Global energy experts released grim findings Monday, saying that not only are planet-warming carbon-dioxide emissions still increasing, but the world’s growing thirst for energy has led to higher emissions from coal-fired power plants than ever before.
Energy demand around the world grew by 2.3 percent over the past year, marking the most rapid increase in a decade, according to the report from the International Energy Agency. To meet that demand, largely fueled by a booming economy, countries turned to an array of sources, including renewables.
But nothing filled the void quite like fossil fuels, which went toward nearly 70 percent of the skyrocketing electricity demand, according to the agency, which analyzes energy trends on behalf of 30 member countries, including the United States.
In particular, a fleet of relatively new coal plants located in Asia, with decades to go on their lifetimes, led the way toward a record for emissions from coal-fired power plants — exceeding 10 billion tons of carbon dioxide “for the first time,” the agency said.
In Asia, “average plants are only 12 years old, decades younger than their average economic lifetime of around 40 years,” the agency found.
As a result, greenhouse-gas emissions from the use of energy — by far their largest source — surged in 2018, reaching an record high of 33.1 billion tons. Emissions showed 1.7 percent growth, well-above the average since 2010. The growth in global emissions in 2018 alone was “equivalent to the total emissions from international aviation,” the body found.
Climate policies
Monday’s report underscores an unnerving truth about the world’s collective efforts to stop climate change: Even as renewable energy rapidly expands, many countries — including the United States and China — are nevertheless still turning to fossil fuels to satisfy ever-growing energy demand.
“Very worrisome” is how Michael Mehling, deputy director of the Center for Energy and Environmental Policy Research at the Massachusetts Institute of Technology, described the findings.

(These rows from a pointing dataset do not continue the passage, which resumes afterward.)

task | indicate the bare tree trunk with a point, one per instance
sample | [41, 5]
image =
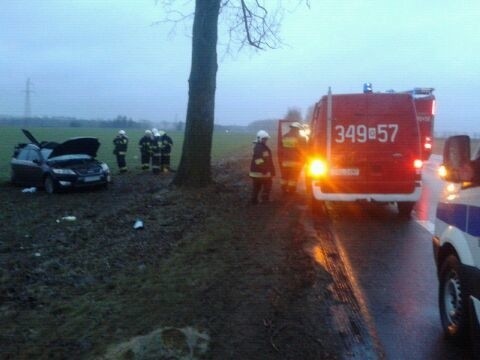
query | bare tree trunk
[194, 169]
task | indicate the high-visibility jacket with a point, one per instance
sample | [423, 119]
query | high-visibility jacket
[121, 145]
[145, 144]
[166, 144]
[293, 150]
[261, 165]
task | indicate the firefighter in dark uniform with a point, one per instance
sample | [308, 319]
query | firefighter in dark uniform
[121, 144]
[292, 155]
[262, 169]
[165, 150]
[145, 145]
[156, 151]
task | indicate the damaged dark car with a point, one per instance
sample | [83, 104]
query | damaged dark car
[59, 166]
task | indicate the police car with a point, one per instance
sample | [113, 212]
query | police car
[456, 243]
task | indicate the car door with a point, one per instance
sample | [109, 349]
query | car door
[34, 169]
[20, 165]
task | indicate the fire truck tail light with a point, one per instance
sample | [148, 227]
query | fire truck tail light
[317, 168]
[417, 164]
[442, 171]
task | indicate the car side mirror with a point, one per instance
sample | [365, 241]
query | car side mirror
[456, 159]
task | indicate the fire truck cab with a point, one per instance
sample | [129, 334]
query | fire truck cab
[365, 147]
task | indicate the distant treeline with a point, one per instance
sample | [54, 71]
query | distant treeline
[124, 122]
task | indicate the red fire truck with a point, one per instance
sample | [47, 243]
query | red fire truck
[366, 147]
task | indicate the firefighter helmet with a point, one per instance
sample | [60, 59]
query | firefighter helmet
[262, 134]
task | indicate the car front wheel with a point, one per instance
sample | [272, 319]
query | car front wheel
[49, 185]
[453, 300]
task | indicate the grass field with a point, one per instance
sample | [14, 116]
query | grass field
[223, 144]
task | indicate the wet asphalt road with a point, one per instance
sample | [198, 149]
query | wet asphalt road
[392, 270]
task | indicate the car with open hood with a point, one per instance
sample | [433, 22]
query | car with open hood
[57, 166]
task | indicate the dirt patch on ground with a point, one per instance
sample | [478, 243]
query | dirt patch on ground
[205, 263]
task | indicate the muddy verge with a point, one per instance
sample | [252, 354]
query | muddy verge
[78, 281]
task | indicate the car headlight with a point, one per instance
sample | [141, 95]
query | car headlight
[105, 167]
[63, 171]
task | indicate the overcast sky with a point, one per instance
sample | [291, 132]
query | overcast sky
[103, 58]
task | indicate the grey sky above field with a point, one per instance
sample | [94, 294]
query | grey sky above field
[103, 58]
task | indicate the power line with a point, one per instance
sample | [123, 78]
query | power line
[28, 91]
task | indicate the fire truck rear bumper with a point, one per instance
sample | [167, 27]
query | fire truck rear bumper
[319, 195]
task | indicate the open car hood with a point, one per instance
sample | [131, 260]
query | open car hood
[80, 145]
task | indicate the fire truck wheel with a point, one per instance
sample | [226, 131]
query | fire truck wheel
[453, 300]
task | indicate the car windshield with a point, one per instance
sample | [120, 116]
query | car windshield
[69, 157]
[46, 152]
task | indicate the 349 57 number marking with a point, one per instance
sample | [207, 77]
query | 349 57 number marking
[361, 133]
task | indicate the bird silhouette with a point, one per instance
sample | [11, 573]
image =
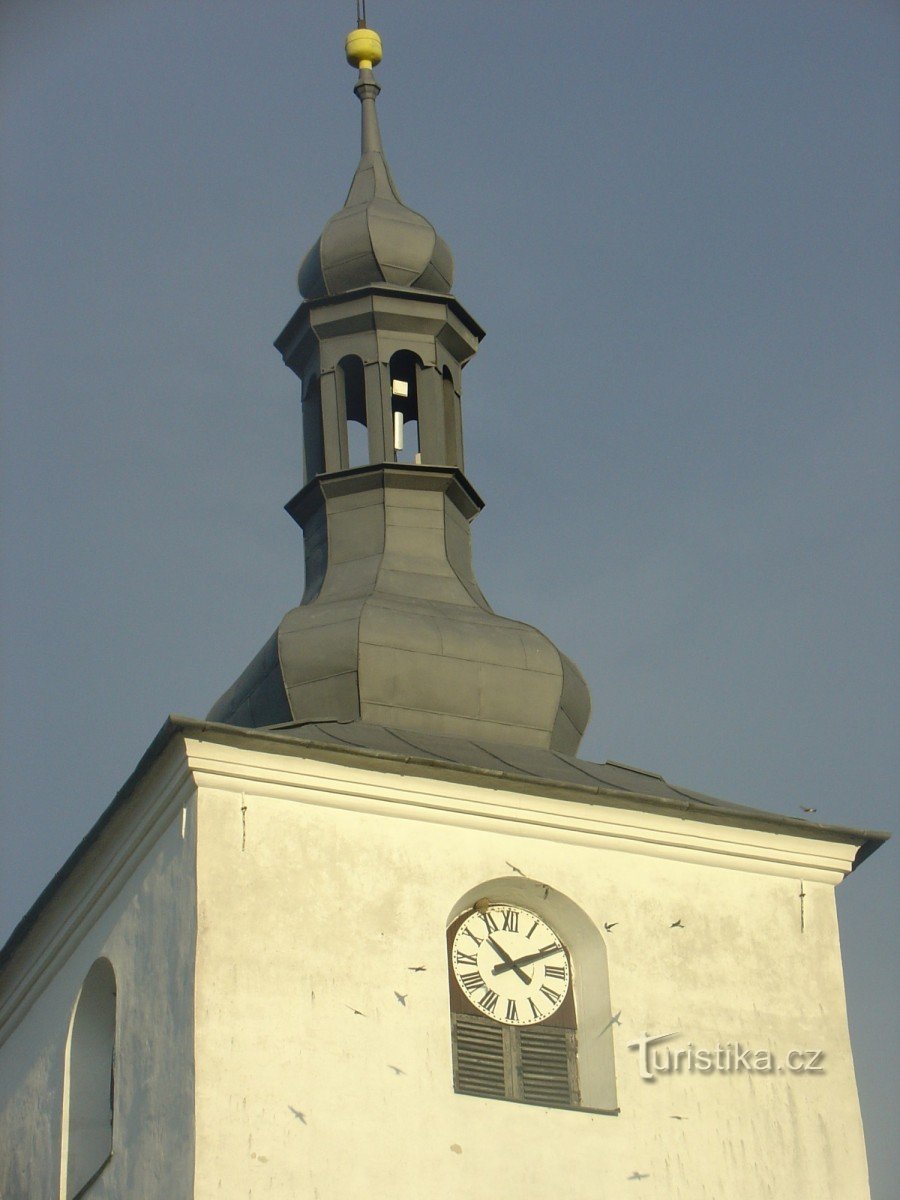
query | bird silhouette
[613, 1020]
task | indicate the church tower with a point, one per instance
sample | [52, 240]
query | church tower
[372, 928]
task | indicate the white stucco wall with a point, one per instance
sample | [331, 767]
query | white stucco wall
[132, 903]
[321, 886]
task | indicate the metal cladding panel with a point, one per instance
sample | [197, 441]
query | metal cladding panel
[257, 697]
[447, 725]
[339, 694]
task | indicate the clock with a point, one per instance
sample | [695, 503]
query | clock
[510, 964]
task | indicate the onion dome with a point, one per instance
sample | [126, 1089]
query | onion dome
[375, 238]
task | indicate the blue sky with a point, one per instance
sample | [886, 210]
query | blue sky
[676, 222]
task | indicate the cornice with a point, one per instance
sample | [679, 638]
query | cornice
[612, 820]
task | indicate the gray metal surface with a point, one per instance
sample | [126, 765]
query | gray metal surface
[375, 238]
[394, 629]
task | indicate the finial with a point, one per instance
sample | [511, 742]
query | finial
[364, 48]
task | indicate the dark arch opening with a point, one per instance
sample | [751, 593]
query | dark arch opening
[90, 1080]
[353, 388]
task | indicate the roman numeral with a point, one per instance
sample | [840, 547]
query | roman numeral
[473, 981]
[489, 1001]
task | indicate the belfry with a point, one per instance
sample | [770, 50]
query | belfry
[371, 928]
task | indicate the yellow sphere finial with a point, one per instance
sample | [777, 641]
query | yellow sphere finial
[364, 48]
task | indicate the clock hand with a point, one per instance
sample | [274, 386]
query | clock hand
[509, 964]
[514, 964]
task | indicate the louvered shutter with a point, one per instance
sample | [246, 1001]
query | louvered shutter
[479, 1056]
[534, 1063]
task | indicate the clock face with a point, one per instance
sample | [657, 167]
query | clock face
[510, 965]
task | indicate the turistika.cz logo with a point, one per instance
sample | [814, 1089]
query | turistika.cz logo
[731, 1057]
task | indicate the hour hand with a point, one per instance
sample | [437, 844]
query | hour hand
[508, 963]
[515, 964]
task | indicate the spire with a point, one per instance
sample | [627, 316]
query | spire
[393, 629]
[375, 238]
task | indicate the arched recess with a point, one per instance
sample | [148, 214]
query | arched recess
[89, 1090]
[589, 976]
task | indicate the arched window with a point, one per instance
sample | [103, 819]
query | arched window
[89, 1095]
[405, 406]
[529, 999]
[353, 387]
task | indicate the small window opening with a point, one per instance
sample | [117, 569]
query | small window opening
[354, 394]
[405, 407]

“To me, all this reflects the fact that climate policies around the globe, despite some limited pockets of progress, remain woefully inadequate,” he said in an email. “They’re not even robust enough to offset the increased emissions from economic expansion, especially in the developing world, let alone to spur decarbonization at levels commensurate with the temperature stabilization goals we’ve committed to under the Paris agreement.”
He questioned whether the Paris climate agreement — the 2015 global accord in which countries vowed to slash their carbon emissions — has the capacity to compel nations to live up to their promises and ramp up climate action over time.
“This will require overcoming the persistent barriers that have prevented greater progress in the past,” Mehling said.
Overcoming those barriers is complicated, as the agency report makes clear.
China, for instance, satisfied a demand for more energy last year with some new generation from renewables. But it relied far more on natural gas, coal and oil. In India, about half of all new demand was similarly met by coal-fired power plants.
In the United States, by contrast, coal is declining — but most of the increase in demand for energy in this country was fueled by the burning of natural gas, rather than renewable energy. Natural gas emits less carbon dioxide than coal does when it is burned, but it’s still a fossil fuel and still causes significant emissions.
There’s some slight good news in the new report: As renewables and natural gas have grown, coal has a smaller share of the energy use.